During its Tuesday meeting, Kern County Supervisors made it clear they have no desire to move the November election to the mailbox.

Kern County has no desire to move the November election to the mailbox.

On Tuesday, the Kern County Board of Supervisors turned down a proposal that would have encouraged California Governor Gavin Newsom to have the upcoming election be 100 percent vote-by-mail.

Kern County Registrar of Voters Mary Bedard spoke to the board about the idea and said the coronavirus pandemic could cause problems for in-person voting.

“With so many of our poll workers being retirees, it will be difficult to recruit the number of poll workers for the hundreds of poll sites we normally have,” Bedard said. “We don’t know yet if a significant amount of in-person voting will even be safe for voters or election workers.”

Bedard said more than 70 percent of the ballots cast in the March election were by mail, so the switch should not be a difficult one.

The majority of supervisors did not share her vision, including District 1 Supervisor Mick Gleason, District 2 Supervisor Zack Scrivner and District 3 Supervisor Mike Maggard.
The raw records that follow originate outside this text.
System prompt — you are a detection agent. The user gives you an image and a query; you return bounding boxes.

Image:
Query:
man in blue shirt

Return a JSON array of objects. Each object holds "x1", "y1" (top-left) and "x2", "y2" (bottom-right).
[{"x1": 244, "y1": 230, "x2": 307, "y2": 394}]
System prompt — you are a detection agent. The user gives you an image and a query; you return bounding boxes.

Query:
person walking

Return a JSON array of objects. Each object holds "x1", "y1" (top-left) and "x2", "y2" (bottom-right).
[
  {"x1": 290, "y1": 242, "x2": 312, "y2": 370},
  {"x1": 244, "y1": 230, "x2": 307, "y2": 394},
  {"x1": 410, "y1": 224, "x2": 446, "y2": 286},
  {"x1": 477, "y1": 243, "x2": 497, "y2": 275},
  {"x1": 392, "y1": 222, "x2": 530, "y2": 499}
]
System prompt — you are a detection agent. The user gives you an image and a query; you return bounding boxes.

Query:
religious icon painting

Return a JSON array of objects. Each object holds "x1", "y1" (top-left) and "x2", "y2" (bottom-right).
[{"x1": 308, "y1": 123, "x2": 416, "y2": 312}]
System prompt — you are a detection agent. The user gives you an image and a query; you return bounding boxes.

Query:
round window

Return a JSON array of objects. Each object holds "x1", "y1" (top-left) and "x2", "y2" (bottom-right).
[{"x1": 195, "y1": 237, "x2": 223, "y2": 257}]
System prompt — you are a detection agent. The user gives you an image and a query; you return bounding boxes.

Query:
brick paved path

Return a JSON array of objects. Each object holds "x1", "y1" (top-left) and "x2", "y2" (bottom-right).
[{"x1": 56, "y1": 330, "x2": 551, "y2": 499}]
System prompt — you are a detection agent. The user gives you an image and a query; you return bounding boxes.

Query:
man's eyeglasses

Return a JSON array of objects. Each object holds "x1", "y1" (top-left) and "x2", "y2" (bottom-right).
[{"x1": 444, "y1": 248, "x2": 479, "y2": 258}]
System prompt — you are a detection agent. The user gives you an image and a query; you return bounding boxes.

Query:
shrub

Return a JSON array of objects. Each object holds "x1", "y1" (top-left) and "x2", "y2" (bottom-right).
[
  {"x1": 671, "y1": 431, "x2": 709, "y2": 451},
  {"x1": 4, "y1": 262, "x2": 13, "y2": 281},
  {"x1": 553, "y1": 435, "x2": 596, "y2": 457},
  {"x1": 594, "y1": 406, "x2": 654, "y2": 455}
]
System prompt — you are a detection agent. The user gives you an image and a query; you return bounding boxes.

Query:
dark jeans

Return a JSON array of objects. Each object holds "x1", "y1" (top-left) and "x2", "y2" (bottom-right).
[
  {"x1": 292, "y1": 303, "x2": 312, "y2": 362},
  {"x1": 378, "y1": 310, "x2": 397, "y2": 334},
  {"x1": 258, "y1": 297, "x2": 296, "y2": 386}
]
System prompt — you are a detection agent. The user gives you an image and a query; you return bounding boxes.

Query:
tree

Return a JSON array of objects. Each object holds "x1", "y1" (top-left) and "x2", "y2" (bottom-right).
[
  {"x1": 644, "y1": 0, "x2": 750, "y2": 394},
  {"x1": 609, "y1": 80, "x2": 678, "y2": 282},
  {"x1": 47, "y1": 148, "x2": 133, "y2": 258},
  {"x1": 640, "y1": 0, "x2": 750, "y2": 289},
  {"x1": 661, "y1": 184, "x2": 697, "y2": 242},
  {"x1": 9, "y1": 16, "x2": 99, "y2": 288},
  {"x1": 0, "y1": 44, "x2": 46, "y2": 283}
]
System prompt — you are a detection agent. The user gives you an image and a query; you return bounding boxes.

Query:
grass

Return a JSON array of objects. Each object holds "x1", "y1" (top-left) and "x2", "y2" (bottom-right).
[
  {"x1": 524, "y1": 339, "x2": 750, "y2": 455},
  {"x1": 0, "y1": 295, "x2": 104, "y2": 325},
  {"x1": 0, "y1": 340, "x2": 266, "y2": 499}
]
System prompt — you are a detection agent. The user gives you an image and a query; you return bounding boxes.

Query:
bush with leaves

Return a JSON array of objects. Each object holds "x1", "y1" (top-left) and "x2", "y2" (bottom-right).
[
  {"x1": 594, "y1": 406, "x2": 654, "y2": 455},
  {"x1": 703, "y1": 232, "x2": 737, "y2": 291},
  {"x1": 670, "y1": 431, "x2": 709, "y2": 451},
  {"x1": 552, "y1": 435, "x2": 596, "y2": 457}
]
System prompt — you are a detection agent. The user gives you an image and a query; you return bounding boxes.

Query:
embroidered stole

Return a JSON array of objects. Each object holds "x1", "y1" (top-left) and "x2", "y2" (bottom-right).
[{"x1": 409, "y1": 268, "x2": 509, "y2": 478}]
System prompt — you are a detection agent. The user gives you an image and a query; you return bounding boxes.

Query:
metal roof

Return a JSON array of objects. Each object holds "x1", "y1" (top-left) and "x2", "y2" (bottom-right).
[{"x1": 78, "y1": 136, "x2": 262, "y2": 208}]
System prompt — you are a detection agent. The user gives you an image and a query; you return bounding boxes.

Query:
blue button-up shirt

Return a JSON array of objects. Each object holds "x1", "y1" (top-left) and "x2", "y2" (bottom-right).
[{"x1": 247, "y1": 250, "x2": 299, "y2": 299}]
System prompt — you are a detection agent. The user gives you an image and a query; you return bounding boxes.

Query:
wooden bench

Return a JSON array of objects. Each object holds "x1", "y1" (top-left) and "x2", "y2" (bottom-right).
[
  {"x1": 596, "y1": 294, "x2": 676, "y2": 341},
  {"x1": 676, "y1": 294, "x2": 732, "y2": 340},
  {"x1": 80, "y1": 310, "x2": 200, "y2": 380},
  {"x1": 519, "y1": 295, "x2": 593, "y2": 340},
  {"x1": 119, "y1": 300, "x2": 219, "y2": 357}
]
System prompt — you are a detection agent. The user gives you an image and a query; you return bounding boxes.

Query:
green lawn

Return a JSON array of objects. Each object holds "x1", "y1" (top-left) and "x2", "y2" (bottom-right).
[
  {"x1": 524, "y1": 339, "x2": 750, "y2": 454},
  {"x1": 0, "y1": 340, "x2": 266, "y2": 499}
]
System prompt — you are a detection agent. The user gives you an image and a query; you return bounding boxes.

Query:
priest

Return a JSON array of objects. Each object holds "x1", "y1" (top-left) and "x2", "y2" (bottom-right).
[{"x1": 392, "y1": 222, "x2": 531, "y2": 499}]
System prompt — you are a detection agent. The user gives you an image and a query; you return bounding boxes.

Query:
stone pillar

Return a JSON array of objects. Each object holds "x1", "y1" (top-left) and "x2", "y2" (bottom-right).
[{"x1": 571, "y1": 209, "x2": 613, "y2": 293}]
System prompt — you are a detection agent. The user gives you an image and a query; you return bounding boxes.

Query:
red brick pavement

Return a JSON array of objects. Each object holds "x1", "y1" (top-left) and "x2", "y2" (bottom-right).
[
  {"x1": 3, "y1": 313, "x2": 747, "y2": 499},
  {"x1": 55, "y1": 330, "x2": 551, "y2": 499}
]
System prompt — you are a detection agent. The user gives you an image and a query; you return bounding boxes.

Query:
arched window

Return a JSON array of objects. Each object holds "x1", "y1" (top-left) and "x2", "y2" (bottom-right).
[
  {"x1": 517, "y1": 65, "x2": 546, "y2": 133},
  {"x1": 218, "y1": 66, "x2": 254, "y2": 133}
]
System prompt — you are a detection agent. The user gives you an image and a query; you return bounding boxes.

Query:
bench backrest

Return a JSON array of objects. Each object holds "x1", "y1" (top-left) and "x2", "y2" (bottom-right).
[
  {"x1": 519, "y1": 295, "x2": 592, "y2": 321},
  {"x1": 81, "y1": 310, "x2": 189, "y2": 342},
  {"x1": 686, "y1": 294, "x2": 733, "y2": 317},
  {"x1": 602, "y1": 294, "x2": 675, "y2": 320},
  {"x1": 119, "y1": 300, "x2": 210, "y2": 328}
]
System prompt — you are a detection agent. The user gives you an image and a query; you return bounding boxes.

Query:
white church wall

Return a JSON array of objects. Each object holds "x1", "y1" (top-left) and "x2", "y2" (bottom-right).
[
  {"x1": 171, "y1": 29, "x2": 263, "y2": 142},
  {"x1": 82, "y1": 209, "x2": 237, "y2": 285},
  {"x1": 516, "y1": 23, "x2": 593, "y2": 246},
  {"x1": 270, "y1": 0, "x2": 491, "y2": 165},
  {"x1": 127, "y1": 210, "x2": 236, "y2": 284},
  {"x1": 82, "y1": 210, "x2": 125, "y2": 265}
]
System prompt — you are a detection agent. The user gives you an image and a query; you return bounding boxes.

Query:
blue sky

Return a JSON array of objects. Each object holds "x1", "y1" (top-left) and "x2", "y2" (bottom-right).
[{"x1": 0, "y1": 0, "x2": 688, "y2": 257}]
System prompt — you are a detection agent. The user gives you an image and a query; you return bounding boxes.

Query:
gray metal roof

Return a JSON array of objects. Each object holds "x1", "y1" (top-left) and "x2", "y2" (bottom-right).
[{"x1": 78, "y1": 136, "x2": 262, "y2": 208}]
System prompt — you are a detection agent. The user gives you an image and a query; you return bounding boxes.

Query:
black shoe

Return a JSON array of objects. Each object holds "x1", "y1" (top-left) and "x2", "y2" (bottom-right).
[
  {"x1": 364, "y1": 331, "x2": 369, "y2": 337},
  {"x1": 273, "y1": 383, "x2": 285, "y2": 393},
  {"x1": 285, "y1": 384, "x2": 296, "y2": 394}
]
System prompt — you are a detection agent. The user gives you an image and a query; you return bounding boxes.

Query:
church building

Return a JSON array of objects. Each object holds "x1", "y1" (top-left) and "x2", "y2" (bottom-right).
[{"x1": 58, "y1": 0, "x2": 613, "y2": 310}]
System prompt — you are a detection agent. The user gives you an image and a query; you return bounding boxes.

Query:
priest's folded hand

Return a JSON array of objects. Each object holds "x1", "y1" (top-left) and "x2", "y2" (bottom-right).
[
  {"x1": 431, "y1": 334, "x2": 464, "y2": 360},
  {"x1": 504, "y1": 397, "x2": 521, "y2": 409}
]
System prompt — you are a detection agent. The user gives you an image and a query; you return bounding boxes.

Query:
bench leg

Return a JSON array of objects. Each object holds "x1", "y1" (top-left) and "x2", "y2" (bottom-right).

“I am confident in the integrity of our process,” Maggard said. “What I am not confident in is we are witnessing a changing in the way in which we run the electoral process, and what it makes it more subject to is manipulation.”

District 5 Supervisor and board chairwoman Leticia Perez spoke in favor of the proposal.

“To me, the urban myths around this issue are so over bloated, and I have never been able to actually pinpoint evidence or real truth about any large scale voter fraud,” Perez said. “There is not support to do what you’re asking, which is truly astonishing to me, but I don’t get to make the decisions up here as you know, so it appears as though we do not have a motion.”